Schließlich kehrte langsam Ruhe auf dem Schlachtfeld ein.

„Verdammt! Lasst mich los! Ich sagte loslassen, ihr Scheißkerle!“, hörte man die verletzte Scharfschützin keifen, welche von zwei FBI Agenten überwältigt worden war und trotz heftiger Gegenwehr aus der Halle geschleift wurde.

Auch die Polizei war inzwischen eingetroffen und nahm zwei weitere der Kriminellen in Empfang, welche nach dem Schusswechsel jedoch erst einmal eine Fahrt ins Krankenhaus gewonnen hatten.

„Drei von den Typen haben wir erwischt, aber der Anführer der Gruppe ist angeschossen entkommen.“, berichtete gerade jemand einem anderen Beamten.

„Auf unserer Seite gibt es drei Verletzte, aber zum Glück keine Toten.“, konnte Jodie eine andere Person sagen hören.

Langsam spürte sie, wie sie sich wieder bewegen konnte. Sie wand sich unter dem leblosen Körper über ihr und schaffte es schließlich, die andere Blondine ein wenig zur Seite zu rollen, sodass sie sich aufsetzen und mit zitternden Händen nach der Älteren greifen konnte.

Jodies Augen weiteten sich erschrocken, als sie sich nun endlich einen Überblick verschaffen konnte und das ganze Blut bemerkte, welches den Körper der Anderen förmlich bedeckte und zu einem nicht unerheblichen Teil auch über sie selbst gelaufen war.

„Chris...nein, bitte nicht...“, brachte sie mit brüchiger Stimme heraus, während sie spürte, wie ihre Augen sich mit Tränen füllten.

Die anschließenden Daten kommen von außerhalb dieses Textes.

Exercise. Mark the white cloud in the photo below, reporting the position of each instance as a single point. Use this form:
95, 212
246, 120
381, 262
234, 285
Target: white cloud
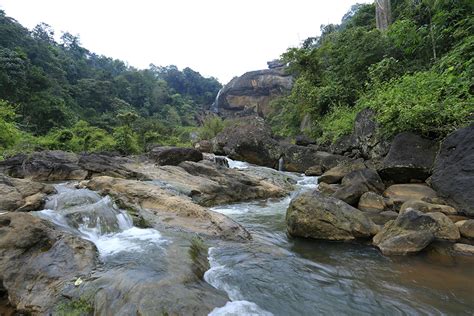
221, 38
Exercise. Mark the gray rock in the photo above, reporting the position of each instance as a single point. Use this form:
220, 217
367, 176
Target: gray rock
412, 231
313, 215
426, 207
400, 193
37, 262
44, 166
164, 155
467, 228
453, 173
411, 157
22, 195
357, 183
252, 92
335, 175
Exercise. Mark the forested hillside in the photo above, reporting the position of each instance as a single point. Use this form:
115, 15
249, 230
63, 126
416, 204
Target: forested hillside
62, 96
417, 74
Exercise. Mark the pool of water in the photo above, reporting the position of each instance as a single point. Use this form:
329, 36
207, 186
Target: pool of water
276, 274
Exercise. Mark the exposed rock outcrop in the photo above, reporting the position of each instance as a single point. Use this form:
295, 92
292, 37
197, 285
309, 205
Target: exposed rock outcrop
208, 184
44, 166
335, 175
314, 215
166, 209
357, 183
401, 193
62, 166
411, 157
22, 195
174, 155
37, 262
412, 231
252, 92
453, 173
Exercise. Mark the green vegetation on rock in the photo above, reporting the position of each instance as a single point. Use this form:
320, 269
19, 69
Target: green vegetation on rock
417, 75
59, 95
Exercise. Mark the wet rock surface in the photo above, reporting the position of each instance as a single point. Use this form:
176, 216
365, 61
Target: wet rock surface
252, 92
314, 215
37, 261
411, 157
174, 155
453, 172
22, 195
165, 209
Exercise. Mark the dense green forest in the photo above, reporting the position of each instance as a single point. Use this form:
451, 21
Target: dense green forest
417, 75
62, 96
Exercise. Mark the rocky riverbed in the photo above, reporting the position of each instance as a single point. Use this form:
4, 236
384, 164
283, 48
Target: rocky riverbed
181, 232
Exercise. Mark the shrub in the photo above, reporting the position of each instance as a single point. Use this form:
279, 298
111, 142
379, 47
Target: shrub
211, 126
427, 103
126, 140
337, 123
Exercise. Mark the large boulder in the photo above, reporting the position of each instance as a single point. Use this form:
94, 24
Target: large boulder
300, 158
413, 230
37, 262
453, 172
426, 207
335, 175
411, 157
104, 164
466, 228
58, 165
365, 141
314, 215
401, 193
164, 155
22, 195
248, 139
357, 183
252, 92
209, 184
167, 209
44, 166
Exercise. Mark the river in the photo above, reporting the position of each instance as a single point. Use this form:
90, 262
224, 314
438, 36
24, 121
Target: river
275, 274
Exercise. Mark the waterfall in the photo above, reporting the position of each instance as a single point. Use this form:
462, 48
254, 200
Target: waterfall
215, 105
280, 164
86, 214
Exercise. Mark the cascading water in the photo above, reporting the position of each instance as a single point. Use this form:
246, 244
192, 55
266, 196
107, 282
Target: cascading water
275, 274
215, 105
84, 213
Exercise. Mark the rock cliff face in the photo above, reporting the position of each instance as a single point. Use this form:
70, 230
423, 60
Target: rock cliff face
252, 92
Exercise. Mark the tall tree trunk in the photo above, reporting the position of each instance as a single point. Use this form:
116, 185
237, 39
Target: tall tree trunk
383, 14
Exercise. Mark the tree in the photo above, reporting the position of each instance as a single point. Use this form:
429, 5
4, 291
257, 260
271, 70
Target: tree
383, 14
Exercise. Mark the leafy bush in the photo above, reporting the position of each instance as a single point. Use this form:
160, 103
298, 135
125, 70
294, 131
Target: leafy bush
126, 140
211, 126
9, 133
426, 102
337, 123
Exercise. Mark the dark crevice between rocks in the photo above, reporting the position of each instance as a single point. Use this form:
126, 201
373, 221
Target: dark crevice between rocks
6, 308
198, 251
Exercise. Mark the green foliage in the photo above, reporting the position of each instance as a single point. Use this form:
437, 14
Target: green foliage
211, 126
126, 140
427, 103
81, 306
55, 85
337, 123
417, 75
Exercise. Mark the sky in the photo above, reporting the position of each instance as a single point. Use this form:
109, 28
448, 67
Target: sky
219, 38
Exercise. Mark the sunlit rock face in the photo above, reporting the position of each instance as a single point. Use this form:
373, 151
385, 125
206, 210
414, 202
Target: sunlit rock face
252, 92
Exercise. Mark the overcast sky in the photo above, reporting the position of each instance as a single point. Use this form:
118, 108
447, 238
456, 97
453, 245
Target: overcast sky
220, 38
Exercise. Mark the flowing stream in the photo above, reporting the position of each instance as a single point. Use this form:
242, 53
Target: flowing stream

Dann war plötzlich Akai neben den beiden Frauen. Die vollkommen neben sich stehende Agentin warf ihm einen hilfesuchenden Blick zu, auch wenn sie sich nicht vorstellen konnte, was er noch für die Schauspielerin tun könnte.

Kurz musterte er die ganze Szene und sah sich noch einmal in der Halle um, ehe er sich schließlich mit unbeweglicher Miene zu der Kriminellen herabbeugte, deren Oberarm packte und sie grob vom Boden hochzog. „Du kannst aufstehen. Deine Kollegen hat man schon aus der Halle geführt.“, stellte er unterkühlt fest.

„Nicht, Shu! Bist du wahnsinnig?! Sie ist schwer verletzt!“, fuhr Jodie ihn geschockt an, ehe sie überrascht registrierte, dass die blutüberströmte amerikanische Schauspielerin, welche bis eben noch wie tot dagelegen hatte, sicher auf ihren Füßen stand, kaum das Shuichi sie vom Boden hochgezogen hatte.

„Das ist nur Kunstblut. Sie hat mehrere Beutel davon am Körper getragen, daher hatte das Zeug Zeit sich ihrer Körpertemperatur anzupassen, ehe ich sie mit einigen harmlosen Geschossen erwischt habe und sie sich fallen gelassen hat.“, erklärte er ihr.

Bei seinen Worten fiel Jodie ein Stein vom Herzen. Sie sah hoch zu Chris, welche ihr nur einen schuldbewussten Blick zuwarf, jedoch keine Gelegenheit hatte mit ihr zu reden, da Akai sich erneut an die Kriminelle wandte. „Komm jetzt.“, verlangte er. Den Arm der Schauspielerin weiterhin in einem schraubstockartigen Griff haltend, zog er die Blondine schließlich aus der Halle.

Die junge FBI Agentin rappelte sich endlich vom Boden auf, blickte sich noch einmal etwas unschlüssig in der Lagerhalle um und wollte den beiden gerade folgen, als sich ihr zwei bekannte Personen eilig näherten – James Black und Andre Camel.

„Du machst ja Sachen.“, begrüßte Camel sie.

„Bist du verletzt?“, wollte ihr Vorgesetzter derweil besorgt wissen.